E se a linha do tempo mudar?
Se for confirmada nem que seja uma pequena parcela de modelação humana, as perguntas crescem de repente. Quem teria construído naquela costa, e porquê escolher uma arriba destinada a submergir? Talvez os terraços fossem um palco para rituais. Talvez tudo não passasse de um acaso feliz: um anfiteatro natural que atrai pessoas, como uma clareira atrai quem passa.
Ou então foi o mar, sozinho, a escrever esta história - e ela não é menos grandiosa. O gelo derreteu, o nível do mar subiu, as linhas costeiras recuaram, e a plataforma que hoje adoramos foi-se deslocando para o interior século após século. As formas a que chamamos pirâmides podem ser um diário geológico, com páginas viradas em cantos limpos e patamares teimosos. Este enigma muda a forma como o fundo do mar se impõe às nossas certezas.
Fica-nos uma escolha. Correr a coroar uma civilização perdida ou aceitar a estranheza e olhar com mais atenção. O caminho mais silencioso não viraliza tão depressa, mas costuma revelar mais. Entre a romantização e a rocha, há uma verdade com sabor a sal. E vale a pena mergulhar por ela.
| Ponto-chave | Detalhe | Interesse para o leitor |
|---|---|---|
| O que foi observado | Terraços escalonados de arenito e ângulos nítidos ao largo de Yonaguni | Prende a imaginação com imagens mentais muito claras |
| Porque é que “12,000 anos” importa | Encaixa na subida do nível do mar pós-Idade do Gelo, anterior às obras em pedra conhecidas | Define o que está em jogo sem prometer mais do que há |
| Como investigar melhor | Fontes primárias, batimetria, cartografia 3D, comparações cautelosas | Dá ferramentas para separar entusiasmo de evidência |
Perguntas frequentes:
- Estas “pirâmides subaquáticas” são construídas pelo Homem? Não existe consenso. Muitos geólogos apontam para fracturação natural e erosão; alguns investigadores defendem uma modelação humana limitada ou um uso humano posterior.

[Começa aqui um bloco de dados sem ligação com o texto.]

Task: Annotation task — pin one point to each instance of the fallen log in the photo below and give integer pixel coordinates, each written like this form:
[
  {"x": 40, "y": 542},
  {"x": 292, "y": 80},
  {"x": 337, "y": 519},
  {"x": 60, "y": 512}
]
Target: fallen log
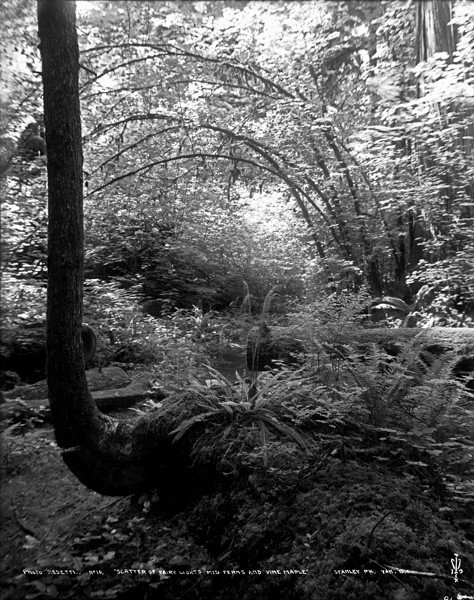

- De onde vem a afirmação dos “12,000 anos”? Sobretudo de reconstruções do nível do mar. Se certas partes estiveram acima de água, essa janela de exposição pode situar-se perto do fim da última Idade do Gelo. Não é uma datação directa.
- Posso mergulhar no local? Sim, com operadores locais em Yonaguni e Ishigaki. As correntes podem ser fortes e a visibilidade varia. Escolha guias experientes e respeite sempre as decisões de segurança.
- Que tipo de prova confirmaria construção humana? Marcas de ferramenta com orientação consistente, blocos extraídos, artefactos em camadas datáveis e medições repetidas confirmadas por equipas independentes.
- Porque é que os cientistas ficam “estupefactos” com isto? A geometria é impactante, o cenário é dramático e as implicações - se forem humanas - esticariam cronologias regionais. É uma combinação rara de espectáculo e perguntas sérias.